Polipo: Permission denied

Mein vor einiger Zeit aufgesetzter Proxyserver startete nicht mehr. Stattdessen bekam ich von Polipo nur noch die Meldung:

Starting polipo: Couldn't open log file /var/log/polipo: Permission denied

Allerdings ließ sich das ganze relativ problemlos aus der Welt schaffen:

touch /var/log/polipo
chmod 640 /var/log/polipo
chown proxy:proxy /var/log/polipo

Danach konnte der Dienst mittels:

service polipo restart

wieder gestartet werden.

Zertifikate für ejabberd erzeugen

Von Zeit zu Zeit laufen Zertifikate ab. So auch in meinem Fall, als sich mein XMPP Client beschwerte, das dass Server-Zertifikat nicht mehr gültig ist. Um für ejabberd neue Zertifikate zu erzeugen, sollte man sich auf seinem Server einloggen und dort folgenden Zeilen eingeben:

openssl req -newkey rsa:2048 -keyout ejabberd.pem -nodes -x509 -days 365 -out ejabberd.cer
cat ejabberd.cer >> ejabberd.pem
cp ejabberd.pem /etc/ejabberd/ejabberd.pem

Anschließend kann der Dienst mittels:

service ejabberd restart

neugestartet werden. Das neue Zertifikat ist damit aktiv und der Dienst kann wieder genutzt werden.

Wo sind die OpenVPN Logs zu finden?

Wenn man einen OpenVPN-Server in der Standardkonfiguration betreibt, wird man sich unter Umständen wundern, an welcher Stelle ist das OpenVPN Log zu finden ist. Das liegt daran das der OpenVPN-Server das ganze in /var/log/syslog speichert. Möchte man nun die OpenVPN betreffenden Punkte filtern so sollte man auf der Konsole folgendes eingeben:

grep VPN /var/log/syslog

Alternativ kann man auch die OpenVPN-Konfiguration anpassen. Dazu muss die Datei /etc/openvpn/server.conf bearbeitet werden. Dort gibt es eine Option log-append, welche wie folgt angepasst wird:

log-append /var/log/openvpn.log

Nach einem Neustart des Service mittels:

service openvpn restart

wird die neu eingestellte Logdatei genutzt.

Auf Shellshock testen

Möchte man Testen ob man vom Shellshock-Fehler betroffen ist, gibt man auf der Konsole folgendes ein:

env x="() { :;} ; echo Anfällig für Shellshock" /bin/sh -c "echo Shellshock-Test"

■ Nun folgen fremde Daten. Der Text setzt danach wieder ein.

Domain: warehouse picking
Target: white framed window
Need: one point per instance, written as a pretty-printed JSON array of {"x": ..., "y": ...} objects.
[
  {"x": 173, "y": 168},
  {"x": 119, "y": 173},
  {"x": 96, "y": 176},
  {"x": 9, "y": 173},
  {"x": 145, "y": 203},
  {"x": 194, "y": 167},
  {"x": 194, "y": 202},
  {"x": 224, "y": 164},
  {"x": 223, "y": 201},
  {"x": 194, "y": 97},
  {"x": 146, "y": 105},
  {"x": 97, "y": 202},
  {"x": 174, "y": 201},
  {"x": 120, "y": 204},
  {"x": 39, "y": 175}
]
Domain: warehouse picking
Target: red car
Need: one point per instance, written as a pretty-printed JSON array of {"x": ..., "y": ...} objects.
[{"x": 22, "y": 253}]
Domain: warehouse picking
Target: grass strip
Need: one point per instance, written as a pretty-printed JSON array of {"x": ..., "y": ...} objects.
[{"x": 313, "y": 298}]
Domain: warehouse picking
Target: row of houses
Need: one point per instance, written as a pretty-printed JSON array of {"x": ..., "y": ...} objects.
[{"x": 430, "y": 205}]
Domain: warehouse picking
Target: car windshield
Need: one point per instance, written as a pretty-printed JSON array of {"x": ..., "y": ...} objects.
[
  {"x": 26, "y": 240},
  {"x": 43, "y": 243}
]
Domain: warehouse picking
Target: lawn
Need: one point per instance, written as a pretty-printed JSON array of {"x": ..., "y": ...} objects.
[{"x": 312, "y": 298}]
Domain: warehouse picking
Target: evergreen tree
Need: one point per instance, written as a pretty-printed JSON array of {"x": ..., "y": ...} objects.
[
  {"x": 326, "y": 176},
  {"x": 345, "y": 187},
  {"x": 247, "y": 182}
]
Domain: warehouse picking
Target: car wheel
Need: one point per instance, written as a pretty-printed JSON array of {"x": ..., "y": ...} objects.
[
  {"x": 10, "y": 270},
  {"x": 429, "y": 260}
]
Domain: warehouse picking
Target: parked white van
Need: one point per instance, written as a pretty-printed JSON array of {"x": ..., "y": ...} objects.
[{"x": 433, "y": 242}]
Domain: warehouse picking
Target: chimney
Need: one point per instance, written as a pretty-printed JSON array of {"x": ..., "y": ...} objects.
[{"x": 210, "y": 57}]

Wenn man betroffen ist gibt diese Kommandozeile:

Anfällig für Shellshock
Shellshock-Test

aus. Ist man nicht betroffen erhält man folgende Ausgabe:

Shellshock-Test

Versuche Shellshock von Außen zu nutzen kann man feststellen indem man seine Logdateien nach diesem Beispiel:

cat logfile.log | grep };

abgrast. Bei einem Webserver Log könnte das ganze dann z.B. so aussehen:

192.168.1.15 - - [27/Sep/2014:19:32:19 +0200] "GET / HTTP/1.1" 200 18804 "-" "() { foo;};echo;/bin/cat /etc/passwd"

Alternativ kann man ein Skript nutzen, welches von einem Golem Autor erstellt wurde. Der Quelltext für das Skript ist dabei auf GitHub zu finden.

Re-run your boot loader

Bei einer Aktualisierung eines Ubuntusystems mittels des Paketmanagers wurde der Vorgang am Ende mit der Zeile:

The link /vmlinuz.old is a damaged link
Removing symbolic link vmlinuz.old 
 you may need to re-run your boot loader[grub]

abgeschlossen. Die Lösung für das Problem ist dabei relativ unkompliziert. Es reicht auf der Konsole:

update-grub

einzugeben. Damit wird die menu.lst erneut geschrieben.